Menstrual products are unique because of their intimate and repeated contact with the body. Even trace chemicals can bypass the body’s natural detox systems when absorbed vaginally. This doesn’t mean every product is dangerous, but it underscores why regular, independent testing and clear ingredient disclosure are essential.
Internal vs. External Exposure: Why It Makes a Difference
One of the least understood parts of this debate is the difference between internal and external products. A pad or period underwear sits on the skin; it can only transfer chemicals through surface contact. But products like tampons or menstrual cups are inserted directly into the vagina, an environment that absorbs substances 10–80 times more efficiently than normal skin.
That’s because the vaginal wall is highly vascular, full of small blood vessels, and it bypasses the liver, the organ that usually filters and detoxifies harmful substances. So when a chemical is absorbed vaginally, it goes straight into the bloodstream.
Yet, most testing and regulation still treat all menstrual products as if exposure happens through skin contact. There’s very little research separating the risk profiles of internal (tampons, cups, discs) versus external (pads, underwear) products. That’s why scientists like Dr Schilling emphasised the need for new safety standards that actually reflect how the body interacts with these materials, not just how a fabric performs in a laboratory test.

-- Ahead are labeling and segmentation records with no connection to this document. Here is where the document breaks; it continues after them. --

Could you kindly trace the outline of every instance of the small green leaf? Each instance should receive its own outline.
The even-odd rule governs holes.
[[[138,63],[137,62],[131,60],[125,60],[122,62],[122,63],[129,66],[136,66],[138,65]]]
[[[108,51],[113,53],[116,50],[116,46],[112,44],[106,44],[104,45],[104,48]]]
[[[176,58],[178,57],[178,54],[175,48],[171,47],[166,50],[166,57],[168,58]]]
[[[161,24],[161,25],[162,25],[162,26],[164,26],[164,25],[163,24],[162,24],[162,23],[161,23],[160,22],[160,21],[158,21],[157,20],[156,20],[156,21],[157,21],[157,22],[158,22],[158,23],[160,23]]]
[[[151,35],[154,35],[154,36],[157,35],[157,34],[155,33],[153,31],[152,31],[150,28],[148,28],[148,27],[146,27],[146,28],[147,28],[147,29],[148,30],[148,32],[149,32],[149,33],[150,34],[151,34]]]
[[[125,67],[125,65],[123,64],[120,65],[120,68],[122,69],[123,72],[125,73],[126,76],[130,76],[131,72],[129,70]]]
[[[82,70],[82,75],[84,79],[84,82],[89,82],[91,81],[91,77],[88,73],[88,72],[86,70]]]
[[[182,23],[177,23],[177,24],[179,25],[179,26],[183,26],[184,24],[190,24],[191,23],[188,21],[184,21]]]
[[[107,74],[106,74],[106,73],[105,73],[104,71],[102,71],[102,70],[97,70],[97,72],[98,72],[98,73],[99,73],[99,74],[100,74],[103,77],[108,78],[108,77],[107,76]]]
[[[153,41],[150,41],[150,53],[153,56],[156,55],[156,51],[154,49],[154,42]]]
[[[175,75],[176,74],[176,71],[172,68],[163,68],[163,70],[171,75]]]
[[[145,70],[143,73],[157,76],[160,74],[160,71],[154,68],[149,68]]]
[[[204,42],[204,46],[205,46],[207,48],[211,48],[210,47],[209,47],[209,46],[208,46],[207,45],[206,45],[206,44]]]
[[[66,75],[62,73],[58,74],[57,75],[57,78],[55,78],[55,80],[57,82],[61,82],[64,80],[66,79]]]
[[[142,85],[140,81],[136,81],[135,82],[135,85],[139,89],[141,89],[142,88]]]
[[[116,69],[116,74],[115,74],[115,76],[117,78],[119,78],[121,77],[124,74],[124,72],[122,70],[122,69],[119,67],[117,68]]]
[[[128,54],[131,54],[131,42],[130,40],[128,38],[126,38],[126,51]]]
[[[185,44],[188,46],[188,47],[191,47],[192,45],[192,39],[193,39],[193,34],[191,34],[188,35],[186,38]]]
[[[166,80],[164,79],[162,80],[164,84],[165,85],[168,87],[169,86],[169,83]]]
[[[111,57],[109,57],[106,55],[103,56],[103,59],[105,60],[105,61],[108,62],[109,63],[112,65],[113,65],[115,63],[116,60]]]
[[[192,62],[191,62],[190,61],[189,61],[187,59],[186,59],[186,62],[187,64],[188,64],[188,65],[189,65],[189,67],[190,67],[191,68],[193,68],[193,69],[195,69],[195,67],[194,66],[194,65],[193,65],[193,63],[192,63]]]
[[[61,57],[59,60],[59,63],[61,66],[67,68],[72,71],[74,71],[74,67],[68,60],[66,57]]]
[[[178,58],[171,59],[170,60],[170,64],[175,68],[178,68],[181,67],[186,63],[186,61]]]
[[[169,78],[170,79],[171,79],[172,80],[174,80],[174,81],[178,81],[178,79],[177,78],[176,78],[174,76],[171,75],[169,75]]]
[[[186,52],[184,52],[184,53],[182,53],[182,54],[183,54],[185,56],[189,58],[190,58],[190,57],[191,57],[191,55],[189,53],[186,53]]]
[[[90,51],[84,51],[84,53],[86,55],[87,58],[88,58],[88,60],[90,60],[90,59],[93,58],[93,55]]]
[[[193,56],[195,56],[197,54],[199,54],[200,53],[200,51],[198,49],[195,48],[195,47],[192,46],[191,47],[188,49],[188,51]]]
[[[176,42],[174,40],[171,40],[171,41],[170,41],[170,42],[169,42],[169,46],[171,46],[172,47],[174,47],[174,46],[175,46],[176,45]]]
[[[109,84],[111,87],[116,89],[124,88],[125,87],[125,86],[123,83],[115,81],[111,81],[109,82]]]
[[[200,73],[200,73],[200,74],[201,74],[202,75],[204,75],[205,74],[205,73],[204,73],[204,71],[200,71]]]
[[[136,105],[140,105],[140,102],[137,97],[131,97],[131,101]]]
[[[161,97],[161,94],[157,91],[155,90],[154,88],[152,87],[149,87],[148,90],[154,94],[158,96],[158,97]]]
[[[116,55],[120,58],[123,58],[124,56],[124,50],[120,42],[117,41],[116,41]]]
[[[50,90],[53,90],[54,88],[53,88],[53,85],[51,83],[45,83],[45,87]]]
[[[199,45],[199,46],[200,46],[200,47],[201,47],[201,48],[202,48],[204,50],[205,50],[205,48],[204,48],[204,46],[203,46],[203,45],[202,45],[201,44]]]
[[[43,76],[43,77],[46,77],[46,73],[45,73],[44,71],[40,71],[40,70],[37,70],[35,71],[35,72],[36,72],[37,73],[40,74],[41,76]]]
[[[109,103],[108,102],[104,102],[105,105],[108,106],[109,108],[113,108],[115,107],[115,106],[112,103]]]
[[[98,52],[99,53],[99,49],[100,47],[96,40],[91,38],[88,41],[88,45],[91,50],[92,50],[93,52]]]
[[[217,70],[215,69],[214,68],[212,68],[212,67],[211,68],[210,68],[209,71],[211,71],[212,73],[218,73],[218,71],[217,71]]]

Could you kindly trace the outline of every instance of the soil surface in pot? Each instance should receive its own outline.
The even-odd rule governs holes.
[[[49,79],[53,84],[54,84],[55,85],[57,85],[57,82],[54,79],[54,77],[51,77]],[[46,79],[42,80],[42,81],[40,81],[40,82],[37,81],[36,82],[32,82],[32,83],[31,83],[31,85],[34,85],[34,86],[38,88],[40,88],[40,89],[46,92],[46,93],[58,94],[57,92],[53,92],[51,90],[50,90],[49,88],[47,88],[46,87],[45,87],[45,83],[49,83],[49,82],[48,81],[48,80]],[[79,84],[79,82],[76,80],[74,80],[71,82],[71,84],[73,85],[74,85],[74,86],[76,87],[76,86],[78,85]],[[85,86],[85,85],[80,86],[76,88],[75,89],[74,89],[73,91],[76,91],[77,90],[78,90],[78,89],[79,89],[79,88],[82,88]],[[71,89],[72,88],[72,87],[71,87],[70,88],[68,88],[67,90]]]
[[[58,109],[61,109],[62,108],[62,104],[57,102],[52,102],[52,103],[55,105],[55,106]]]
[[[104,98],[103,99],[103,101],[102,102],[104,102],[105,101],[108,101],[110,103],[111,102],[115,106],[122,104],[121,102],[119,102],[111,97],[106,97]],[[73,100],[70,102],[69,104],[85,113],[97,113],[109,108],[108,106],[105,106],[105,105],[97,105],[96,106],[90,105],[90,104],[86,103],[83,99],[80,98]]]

How Responsible Brands Are Responding
Some brands are already ahead of regulation.
At WUKA, we take this responsibility seriously. We are one of the very few period underwear brands with no PFAS detected in our products. Every batch is tested rigorously, both at source (in China) and again in the UK by Eurofins laboratories, an independent global testing agency.
We also screen for toxic chemicals, metals, and harmful finishes, ensuring that what touches your body is as safe as it is sustainable. As a founder, I always remind our team: I use our products myself. If I wouldn’t wear it, I wouldn’t make it for anyone else.
Our philosophy is simple, transparency builds trust. Consumers shouldn’t need a chemistry degree to choose a safe period product.
The Path Ahead
The science is clear: menstrual product safety deserves the same rigour as drinking water, cosmetics, or food. But we can also take heart, awareness is growing, data is expanding, and governments are beginning to act.
As policymakers push for international standards (through bodies like the ISO TC338 on menstrual products), and as responsible brands lead by example, the future of menstrual care looks safer, smarter, and far more transparent than the past.
This isn’t just about fear of toxins, it’s about empowering everyone who menstruates with knowledge and choice. Because understanding the science is the first step toward changing it.